Potential applications of this technology:

  • Virtual reality and augmented reality: The technology can be used to create more realistic virtual environments for immersive experiences.
  • Training simulations: The system can be used to generate virtual environments that closely resemble real-world scenarios, allowing for more effective training simulations.
  • Gaming: The technology can enhance the visual quality and realism of virtual game environments.

Problems solved by this technology:

  • Accurate image generation: By combining real and virtual environments, the learning system improves the accuracy and realism of image generation.
  • Color distinction: The use of different colors in the virtual environment image helps distinguish it from the real environment image, making it easier to train the system.

Benefits of this technology:

  • Improved realism: The technology enhances the realism of virtual environments, providing a more immersive and engaging experience.
  • Enhanced training effectiveness: The system's ability to generate realistic virtual environments improves the effectiveness of training simulations.
  • More visually appealing games: The technology can be used to create visually stunning and realistic game environments.
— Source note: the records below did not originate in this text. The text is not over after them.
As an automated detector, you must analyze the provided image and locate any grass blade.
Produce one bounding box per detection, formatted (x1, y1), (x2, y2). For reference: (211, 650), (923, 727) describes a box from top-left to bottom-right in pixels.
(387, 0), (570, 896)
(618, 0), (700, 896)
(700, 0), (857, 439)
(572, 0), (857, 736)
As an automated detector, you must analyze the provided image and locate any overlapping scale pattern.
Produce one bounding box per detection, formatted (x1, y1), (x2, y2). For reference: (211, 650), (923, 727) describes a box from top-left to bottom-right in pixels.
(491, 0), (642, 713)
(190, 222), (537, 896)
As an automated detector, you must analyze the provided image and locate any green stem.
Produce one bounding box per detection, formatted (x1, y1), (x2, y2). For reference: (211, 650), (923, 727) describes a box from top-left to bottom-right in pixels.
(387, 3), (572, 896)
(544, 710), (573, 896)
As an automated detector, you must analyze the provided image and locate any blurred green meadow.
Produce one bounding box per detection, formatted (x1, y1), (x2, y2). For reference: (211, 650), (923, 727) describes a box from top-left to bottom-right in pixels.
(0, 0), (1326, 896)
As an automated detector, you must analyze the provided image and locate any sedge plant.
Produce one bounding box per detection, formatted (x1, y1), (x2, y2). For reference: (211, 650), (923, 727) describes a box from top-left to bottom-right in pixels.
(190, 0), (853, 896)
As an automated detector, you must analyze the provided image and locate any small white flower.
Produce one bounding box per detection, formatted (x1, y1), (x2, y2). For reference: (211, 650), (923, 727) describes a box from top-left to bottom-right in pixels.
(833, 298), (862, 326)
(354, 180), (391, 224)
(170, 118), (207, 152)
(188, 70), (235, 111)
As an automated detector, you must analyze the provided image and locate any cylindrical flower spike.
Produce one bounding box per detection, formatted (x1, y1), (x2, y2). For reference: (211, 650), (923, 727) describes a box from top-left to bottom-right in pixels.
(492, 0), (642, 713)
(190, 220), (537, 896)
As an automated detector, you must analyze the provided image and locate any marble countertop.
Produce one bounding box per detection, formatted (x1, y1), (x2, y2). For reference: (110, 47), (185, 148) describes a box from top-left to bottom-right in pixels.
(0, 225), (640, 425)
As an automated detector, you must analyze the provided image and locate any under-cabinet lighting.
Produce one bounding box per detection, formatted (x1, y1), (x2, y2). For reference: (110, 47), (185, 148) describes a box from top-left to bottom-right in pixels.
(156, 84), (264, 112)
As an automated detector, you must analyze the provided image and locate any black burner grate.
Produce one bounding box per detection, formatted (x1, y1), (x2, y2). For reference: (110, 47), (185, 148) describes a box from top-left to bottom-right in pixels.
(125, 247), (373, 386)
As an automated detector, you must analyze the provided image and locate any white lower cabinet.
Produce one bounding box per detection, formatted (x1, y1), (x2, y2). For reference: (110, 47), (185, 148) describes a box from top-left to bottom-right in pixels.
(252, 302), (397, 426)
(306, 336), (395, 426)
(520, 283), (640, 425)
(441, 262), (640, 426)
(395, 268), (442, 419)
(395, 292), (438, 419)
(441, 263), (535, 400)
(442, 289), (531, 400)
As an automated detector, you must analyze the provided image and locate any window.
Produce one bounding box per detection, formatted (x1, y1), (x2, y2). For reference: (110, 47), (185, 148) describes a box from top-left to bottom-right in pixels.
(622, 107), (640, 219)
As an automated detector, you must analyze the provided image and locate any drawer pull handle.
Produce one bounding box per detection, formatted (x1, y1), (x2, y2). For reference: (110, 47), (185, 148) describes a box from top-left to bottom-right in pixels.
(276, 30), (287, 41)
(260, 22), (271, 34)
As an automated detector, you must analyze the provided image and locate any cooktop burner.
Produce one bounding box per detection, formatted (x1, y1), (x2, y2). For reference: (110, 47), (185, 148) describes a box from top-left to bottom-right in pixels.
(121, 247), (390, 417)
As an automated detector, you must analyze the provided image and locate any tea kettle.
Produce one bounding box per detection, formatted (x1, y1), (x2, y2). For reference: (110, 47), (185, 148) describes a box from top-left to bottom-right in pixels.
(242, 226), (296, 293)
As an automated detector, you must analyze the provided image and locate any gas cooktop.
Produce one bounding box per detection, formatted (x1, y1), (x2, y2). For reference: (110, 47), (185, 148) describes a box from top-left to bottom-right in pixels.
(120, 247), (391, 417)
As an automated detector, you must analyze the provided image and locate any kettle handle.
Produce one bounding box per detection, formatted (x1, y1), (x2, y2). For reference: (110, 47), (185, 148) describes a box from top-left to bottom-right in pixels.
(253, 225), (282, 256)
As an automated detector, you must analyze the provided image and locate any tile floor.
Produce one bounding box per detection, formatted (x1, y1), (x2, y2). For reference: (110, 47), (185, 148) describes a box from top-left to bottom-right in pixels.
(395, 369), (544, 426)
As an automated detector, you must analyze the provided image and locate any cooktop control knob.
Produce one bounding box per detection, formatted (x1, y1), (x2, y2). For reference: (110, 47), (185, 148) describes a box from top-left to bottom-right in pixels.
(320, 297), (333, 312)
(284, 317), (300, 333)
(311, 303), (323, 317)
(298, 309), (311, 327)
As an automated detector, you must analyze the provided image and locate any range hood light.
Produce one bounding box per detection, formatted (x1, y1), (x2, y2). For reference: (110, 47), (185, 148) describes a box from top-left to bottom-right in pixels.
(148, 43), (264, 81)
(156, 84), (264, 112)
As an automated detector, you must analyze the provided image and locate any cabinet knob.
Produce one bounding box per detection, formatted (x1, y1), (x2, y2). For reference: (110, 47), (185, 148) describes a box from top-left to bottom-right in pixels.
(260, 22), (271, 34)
Original Abstract Submitted

a learning system includes real environment image acquisition circuitry, virtual environment image generation circuitry, and gan learning circuitry. the real environment image acquisition circuitry is configured to acquire a real environment image indicating a real environment in which real objects and a real background are provided. the virtual environment image generation circuitry is configured to generate a virtual environment image indicating a virtual environment in which virtual objects and a virtual background are provided. the virtual environment image includes at least one of the virtual background and the virtual objects which have a different color or different colors different from colors of the real background and the real objects. the gan learning circuitry is configured to perform gan (generative adversarial networks) learning via which the virtual environment image is got more similar to the real environment image based on the real environment image and the virtual environment image.